Comunicación: Preámbulo

Contaba el premio Nóbel irlandés Seamus Heaney que cuando pequeño, le gustaba ver a los mayores recoger con un cubo el agua de un pozo que había en mitad de los campos. Observaba siempre con tensión y misterio, la canción repetida de la vieja polea que iba girando con lentitud, y la cuerda que descendía hacia lo oscuro, para después subir, hasta que aparecía el cubo bailando suavemente, suspendido en el aire, y derramando gotas de agua a su alrededor. Ese pozo estaba en una loma que descendía suavemente hasta el pueblo, y en la que se alzaban dólmenes y piedras milenarias, restos arqueológicos que eran solo una mínima parte de lo que ocultaba el prado verde; por lo que siempre pensaba que ese agua que después beberían, venía fresca ofrecida por los antepasados de los antepasados, bálsamo para el alma y la memoria que cruzaba desde el origen de los tiempos.

Pasados los años aprendió y oyó por primera vez en la universidad la palabra griega omphalos, que significa ombligo; y su sonoridad, deletreada de forma lenta y espaciada, una y otra vez, le devolvió al sonido de la polea girando, y el cubo ascendiendo desde las entrañas de la roca y el ser de su pueblo.

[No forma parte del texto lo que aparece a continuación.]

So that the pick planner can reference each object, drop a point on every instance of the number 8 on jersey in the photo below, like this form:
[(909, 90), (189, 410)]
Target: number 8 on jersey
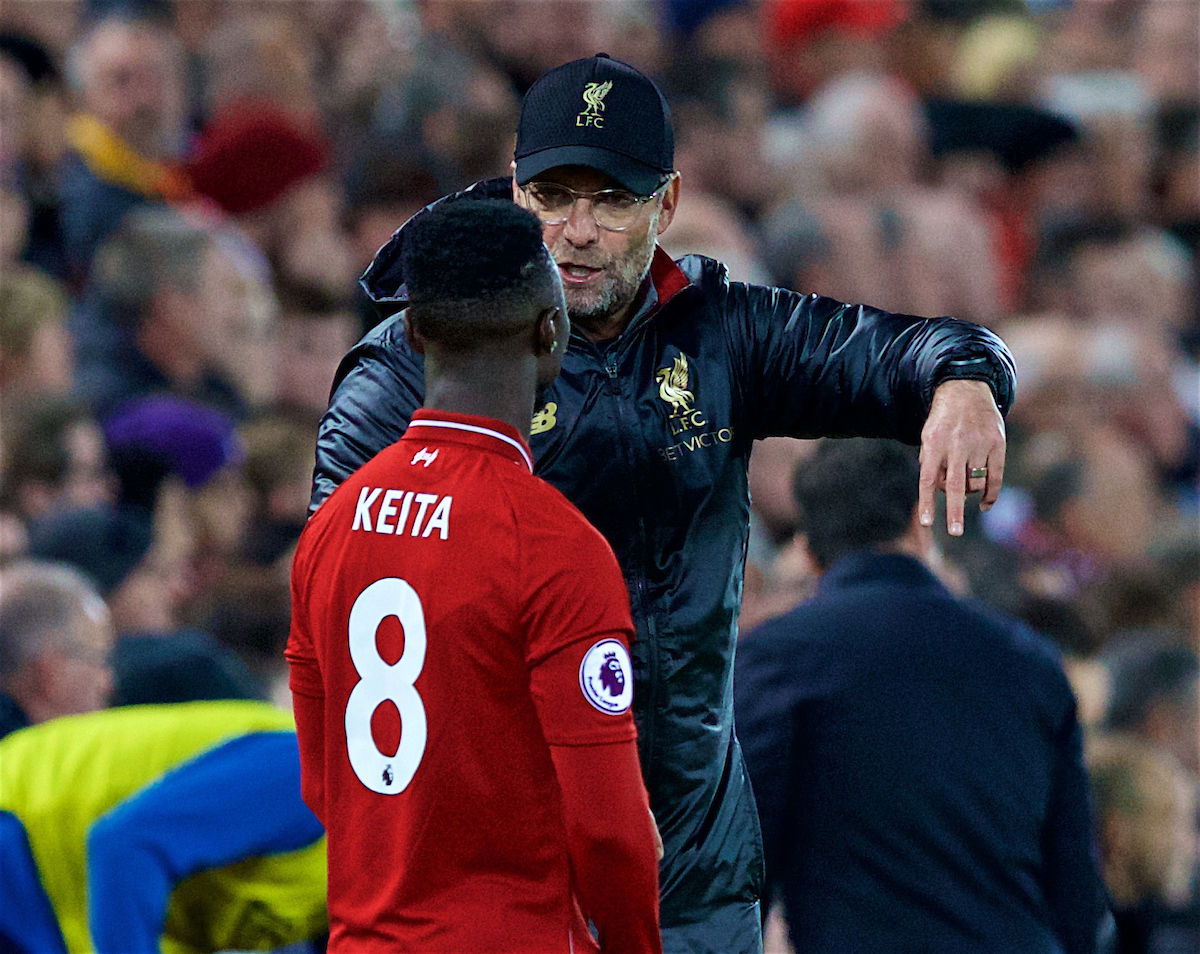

Om-pha-los, om-pha-los, om-pha-los... Ombligo, el agua que nos conecta a través de su curso a la vez oscuro y luminoso, con nuestra existencia colectiva. Los habitantes de tierra de dólmenes vivimos vinculados íntimamente al curso de la memoria que transcurre bajo tierra, a la luz revelada de la materia original; la piedra, los metales, el coral, agua que mana de lo profundo para nutrirnos y colmar de sentido y emoción nuestro presente.